On this date in 1969, Edward Samuel Miliband was born in London to Polish Jewish immigrants who fled to England during the Holocaust. His father, Ralph Miliband, was a prominent sociologist and Marxist scholar and educator. His mother was a feminist and human rights activist. He studied politics and economics at Corpus Christi College at Oxford University and earned a master’s in economics at the London School of Economics.
Miliband’s political career began in 1997 as an adviser to Chancellor of the Exchequer Gordon Brown, a post he held until 2002. He then spent several semesters at Harvard as a visiting scholar in the Center for European Studies, where he taught economics.
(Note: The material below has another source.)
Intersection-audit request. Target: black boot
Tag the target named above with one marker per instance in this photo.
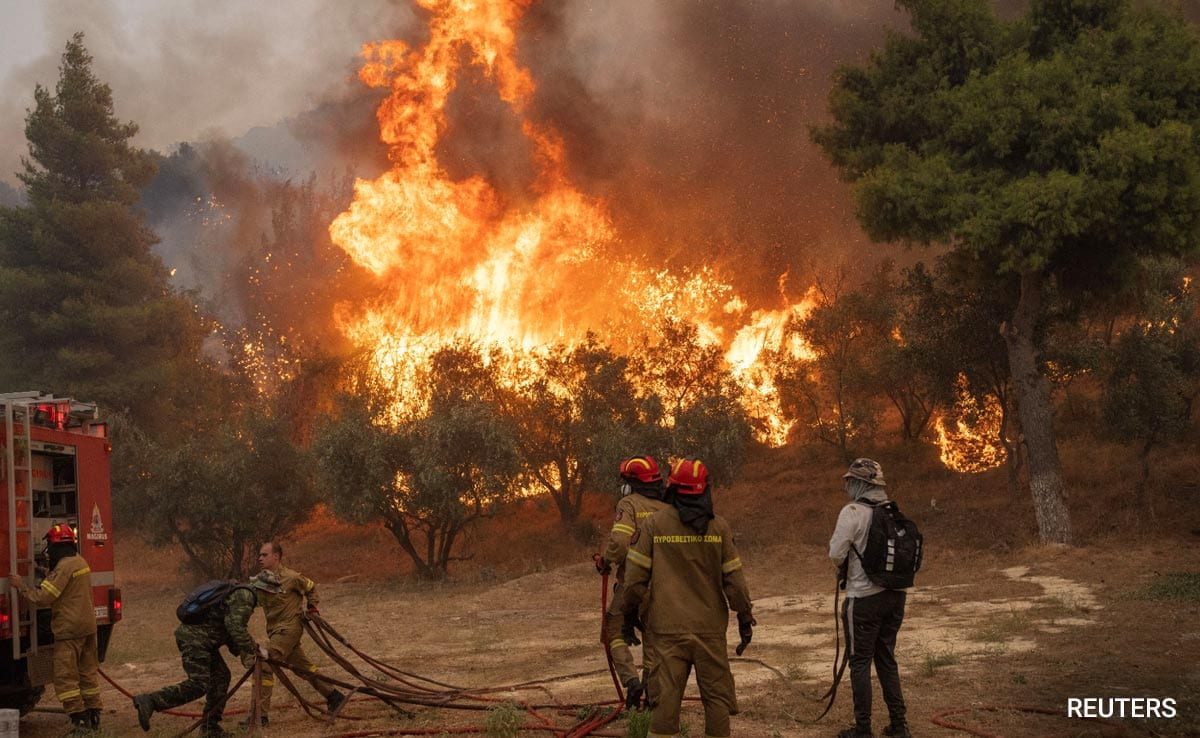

In 2005 he was elected to Parliament as a Labour Party member and the next year became parliamentary secretary to the Cabinet Office under Prime Minister Tony Blair. In 2007, newly elected Prime Minister Gordon Brown appointed him to a Cabinet position.
After Brown left office in 2010 as prime minister, Miliband and his brother David Miliband both sought to lead the Labour Party, with Ed winning by a narrow margin in 2010. At 40 he was the youngest Leader of the Opposition ever elected. He served until May 2015 when the party lost its majority to the Conservatives. Remaining in the House of Commons, he took a backbench role.
Miliband married jurist Justine Thornton in 2011 and they have two sons together. He also co-hosts a popular podcast, “Reasons to be Cheerful,” with radio presenter Geoff Lloyd.